Watford’s new manager Claudio Ranieri is nine days away from celebrating his 70th birthday – but the Italian, who pulled off the most amazing feat in Premier League annals, reckons he’s certainly still young enough to take on the challenge of keeping the ailing club in the Premier League.
Ranieri arrives at Vicarage Road as successor to Xisco Munoz after the Spaniard left Watford just seven games into the season, another victim of the club’s revolving door policy when it comes to hiring and firing managers.
Ranieri, whose guiding of Leicester to their league title win in 2015-16 was the most unlikely feat in top-flight history, last worked in the Premier League with Fulham in 2018-19 rather less successfully.

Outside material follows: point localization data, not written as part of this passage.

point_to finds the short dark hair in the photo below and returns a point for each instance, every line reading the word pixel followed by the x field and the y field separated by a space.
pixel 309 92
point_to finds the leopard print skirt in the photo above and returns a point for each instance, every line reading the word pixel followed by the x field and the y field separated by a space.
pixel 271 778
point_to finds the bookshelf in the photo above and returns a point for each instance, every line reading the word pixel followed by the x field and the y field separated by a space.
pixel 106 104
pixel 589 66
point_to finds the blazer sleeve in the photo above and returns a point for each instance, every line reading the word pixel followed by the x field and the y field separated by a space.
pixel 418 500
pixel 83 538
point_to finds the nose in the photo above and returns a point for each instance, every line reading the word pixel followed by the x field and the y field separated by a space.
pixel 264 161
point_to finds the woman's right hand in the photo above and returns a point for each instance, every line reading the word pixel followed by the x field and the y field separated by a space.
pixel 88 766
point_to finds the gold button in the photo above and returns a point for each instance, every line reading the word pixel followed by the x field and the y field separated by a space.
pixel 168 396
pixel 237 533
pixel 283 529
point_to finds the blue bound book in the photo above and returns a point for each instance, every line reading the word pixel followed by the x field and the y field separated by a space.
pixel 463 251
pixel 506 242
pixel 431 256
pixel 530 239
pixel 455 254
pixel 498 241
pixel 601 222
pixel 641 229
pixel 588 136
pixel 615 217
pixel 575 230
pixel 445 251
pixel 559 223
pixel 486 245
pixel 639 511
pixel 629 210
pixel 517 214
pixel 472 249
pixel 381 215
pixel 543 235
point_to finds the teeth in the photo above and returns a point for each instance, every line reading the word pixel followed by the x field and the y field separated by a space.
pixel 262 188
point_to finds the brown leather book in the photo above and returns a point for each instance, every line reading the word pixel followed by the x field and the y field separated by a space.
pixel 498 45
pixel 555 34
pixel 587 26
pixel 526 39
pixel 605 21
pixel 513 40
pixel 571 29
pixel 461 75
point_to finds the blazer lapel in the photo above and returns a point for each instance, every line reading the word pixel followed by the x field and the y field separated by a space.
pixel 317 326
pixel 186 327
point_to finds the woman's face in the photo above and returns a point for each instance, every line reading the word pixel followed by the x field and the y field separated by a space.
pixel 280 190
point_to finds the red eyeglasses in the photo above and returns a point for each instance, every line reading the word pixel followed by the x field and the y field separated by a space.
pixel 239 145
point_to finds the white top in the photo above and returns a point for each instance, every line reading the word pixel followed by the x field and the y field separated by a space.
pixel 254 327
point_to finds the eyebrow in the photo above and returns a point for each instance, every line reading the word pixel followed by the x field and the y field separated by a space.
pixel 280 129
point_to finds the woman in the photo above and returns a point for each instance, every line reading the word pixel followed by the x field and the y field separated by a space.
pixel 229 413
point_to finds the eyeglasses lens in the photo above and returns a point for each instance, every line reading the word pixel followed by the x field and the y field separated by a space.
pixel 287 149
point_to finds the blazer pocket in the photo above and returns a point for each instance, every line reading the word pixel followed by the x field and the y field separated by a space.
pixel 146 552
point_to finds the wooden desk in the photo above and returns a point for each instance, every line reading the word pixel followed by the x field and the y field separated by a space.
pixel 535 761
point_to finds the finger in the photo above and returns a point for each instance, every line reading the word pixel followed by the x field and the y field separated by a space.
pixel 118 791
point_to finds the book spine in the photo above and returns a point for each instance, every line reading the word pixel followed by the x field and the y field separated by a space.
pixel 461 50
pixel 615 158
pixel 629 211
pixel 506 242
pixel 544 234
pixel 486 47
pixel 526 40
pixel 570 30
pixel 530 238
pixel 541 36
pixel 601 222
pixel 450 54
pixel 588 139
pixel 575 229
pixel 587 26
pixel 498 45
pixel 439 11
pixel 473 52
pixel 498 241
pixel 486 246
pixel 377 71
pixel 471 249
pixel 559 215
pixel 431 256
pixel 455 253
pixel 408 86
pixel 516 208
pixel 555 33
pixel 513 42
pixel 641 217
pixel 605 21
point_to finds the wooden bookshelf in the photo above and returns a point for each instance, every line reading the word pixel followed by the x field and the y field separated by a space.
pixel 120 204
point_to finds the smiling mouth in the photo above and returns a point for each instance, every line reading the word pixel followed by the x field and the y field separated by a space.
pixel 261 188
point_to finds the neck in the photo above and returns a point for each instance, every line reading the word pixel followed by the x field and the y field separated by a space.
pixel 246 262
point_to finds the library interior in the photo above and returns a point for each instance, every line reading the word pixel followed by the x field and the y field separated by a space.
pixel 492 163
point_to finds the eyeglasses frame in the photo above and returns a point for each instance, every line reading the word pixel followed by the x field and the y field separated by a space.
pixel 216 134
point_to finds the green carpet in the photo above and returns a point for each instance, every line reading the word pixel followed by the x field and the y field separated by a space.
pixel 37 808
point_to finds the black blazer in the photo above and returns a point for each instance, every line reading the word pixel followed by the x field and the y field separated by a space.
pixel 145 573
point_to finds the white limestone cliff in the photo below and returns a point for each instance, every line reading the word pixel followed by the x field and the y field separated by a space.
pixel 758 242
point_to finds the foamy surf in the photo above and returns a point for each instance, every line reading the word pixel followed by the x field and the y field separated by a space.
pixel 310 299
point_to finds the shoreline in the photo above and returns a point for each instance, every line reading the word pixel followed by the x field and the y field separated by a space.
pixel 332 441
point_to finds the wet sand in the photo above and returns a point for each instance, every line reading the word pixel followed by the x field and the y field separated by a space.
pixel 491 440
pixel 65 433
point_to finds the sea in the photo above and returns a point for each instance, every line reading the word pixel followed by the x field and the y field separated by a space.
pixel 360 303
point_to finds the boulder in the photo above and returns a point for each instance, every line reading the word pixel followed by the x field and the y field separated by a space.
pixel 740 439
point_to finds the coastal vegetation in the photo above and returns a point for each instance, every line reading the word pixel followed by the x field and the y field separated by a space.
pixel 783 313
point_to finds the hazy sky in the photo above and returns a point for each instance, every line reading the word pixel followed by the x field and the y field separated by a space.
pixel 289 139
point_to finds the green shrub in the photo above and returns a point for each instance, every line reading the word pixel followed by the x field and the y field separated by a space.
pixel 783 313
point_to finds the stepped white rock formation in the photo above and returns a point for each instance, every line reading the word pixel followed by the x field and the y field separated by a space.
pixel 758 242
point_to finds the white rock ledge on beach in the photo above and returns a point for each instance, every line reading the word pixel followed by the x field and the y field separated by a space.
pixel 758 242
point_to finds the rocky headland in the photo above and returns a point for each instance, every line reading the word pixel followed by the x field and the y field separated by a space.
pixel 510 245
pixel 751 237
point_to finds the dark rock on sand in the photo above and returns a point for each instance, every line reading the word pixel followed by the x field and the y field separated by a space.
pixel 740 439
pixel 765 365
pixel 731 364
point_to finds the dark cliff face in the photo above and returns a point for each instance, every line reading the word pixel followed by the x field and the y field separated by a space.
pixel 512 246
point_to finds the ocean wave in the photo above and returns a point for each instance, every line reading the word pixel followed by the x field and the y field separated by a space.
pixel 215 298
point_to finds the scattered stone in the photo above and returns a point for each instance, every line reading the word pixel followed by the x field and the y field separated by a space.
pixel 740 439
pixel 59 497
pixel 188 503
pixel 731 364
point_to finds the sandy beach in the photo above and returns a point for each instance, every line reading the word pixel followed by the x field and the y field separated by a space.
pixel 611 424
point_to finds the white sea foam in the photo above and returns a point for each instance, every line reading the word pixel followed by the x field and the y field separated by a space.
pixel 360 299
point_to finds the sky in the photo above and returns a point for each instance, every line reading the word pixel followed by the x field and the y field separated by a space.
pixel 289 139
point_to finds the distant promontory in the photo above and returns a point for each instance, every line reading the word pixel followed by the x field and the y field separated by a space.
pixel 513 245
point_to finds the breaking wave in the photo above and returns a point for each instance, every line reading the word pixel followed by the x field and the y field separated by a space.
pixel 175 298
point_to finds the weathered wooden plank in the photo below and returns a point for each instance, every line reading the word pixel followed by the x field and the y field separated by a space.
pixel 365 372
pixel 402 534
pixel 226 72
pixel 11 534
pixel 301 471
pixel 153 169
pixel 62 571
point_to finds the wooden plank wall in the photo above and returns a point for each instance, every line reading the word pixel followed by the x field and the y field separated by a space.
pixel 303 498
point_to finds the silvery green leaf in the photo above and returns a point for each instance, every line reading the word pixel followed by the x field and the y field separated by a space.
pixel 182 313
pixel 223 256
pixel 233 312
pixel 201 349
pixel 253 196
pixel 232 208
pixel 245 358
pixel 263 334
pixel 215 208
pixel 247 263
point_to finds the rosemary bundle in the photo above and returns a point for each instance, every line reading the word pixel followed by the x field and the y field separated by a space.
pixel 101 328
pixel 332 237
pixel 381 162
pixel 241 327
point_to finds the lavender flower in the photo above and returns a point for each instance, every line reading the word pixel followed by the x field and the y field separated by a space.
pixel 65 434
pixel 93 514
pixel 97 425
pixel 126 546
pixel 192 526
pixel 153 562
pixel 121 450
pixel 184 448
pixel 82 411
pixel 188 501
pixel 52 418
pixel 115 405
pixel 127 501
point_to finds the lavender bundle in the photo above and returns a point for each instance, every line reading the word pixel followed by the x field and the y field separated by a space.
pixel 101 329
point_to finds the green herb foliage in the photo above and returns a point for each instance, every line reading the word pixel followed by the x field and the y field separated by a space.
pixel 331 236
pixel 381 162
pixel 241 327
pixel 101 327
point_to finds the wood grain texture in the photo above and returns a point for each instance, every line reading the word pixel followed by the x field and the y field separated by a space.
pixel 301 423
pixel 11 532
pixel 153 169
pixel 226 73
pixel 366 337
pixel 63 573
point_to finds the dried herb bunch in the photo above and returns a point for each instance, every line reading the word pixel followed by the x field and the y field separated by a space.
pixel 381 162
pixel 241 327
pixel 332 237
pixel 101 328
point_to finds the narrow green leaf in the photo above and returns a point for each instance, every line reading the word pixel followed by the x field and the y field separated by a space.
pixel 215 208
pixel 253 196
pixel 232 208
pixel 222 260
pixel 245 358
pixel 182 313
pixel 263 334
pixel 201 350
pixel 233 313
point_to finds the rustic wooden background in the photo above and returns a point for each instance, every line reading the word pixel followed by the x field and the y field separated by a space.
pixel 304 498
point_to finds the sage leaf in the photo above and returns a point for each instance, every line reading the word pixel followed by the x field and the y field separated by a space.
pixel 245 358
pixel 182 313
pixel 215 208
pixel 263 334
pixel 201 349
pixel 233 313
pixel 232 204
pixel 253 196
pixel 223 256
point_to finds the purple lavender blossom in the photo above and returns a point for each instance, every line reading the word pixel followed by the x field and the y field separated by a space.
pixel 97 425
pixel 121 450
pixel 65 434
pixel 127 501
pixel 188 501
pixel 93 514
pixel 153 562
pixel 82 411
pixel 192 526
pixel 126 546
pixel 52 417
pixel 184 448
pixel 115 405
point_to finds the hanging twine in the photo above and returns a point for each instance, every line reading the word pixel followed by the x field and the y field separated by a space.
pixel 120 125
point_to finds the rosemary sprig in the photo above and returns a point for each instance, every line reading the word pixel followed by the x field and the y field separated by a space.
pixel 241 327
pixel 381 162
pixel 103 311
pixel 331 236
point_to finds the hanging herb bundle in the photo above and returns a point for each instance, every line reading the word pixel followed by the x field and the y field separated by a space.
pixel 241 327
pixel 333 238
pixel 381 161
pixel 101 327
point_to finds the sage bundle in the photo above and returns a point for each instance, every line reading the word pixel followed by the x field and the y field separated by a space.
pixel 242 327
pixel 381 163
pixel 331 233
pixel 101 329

Yet the indefatigable 69-year-old reckoned he was looking forward to his Premier League return as he outlined his ambition for Watford on Wednesday.
“I never give up… I have a strong character, I am still young and I want to continue,” Ranieri told a news conference ahead of his first game in charge against Liverpool.
“I’m very happy to come back to the Premier League, (it’s) one of the best leagues in the world. I’m an ambitious man and I hope to keep Watford safe this season.”
Watford are 15th with seven points from as many games. They host Liverpool on Saturday, before further league fixtures against Everton, Southampton, Arsenal and Manchester United.
Ranieri is the 13th managerial appointment in nine years for the club’s owner Gino Pozzo, who fired Munoz earlier this month. However, Ranieri said he is not concerned about the managerial turnover at the club.
“In Italy, it is normal to change managers (frequently)… I can’t think about previous managers and Xisco was my player in Valencia, I hope he can find a new solution very soon. But now, I have to do my best for Watford,” the Italian added.
“We have to be safe and then slowly we go up. Forty points we have to achieve and next season 41, then 42 and 43. On Saturday, there will be one of the best teams in the world… It will be a battle, and we will battle.”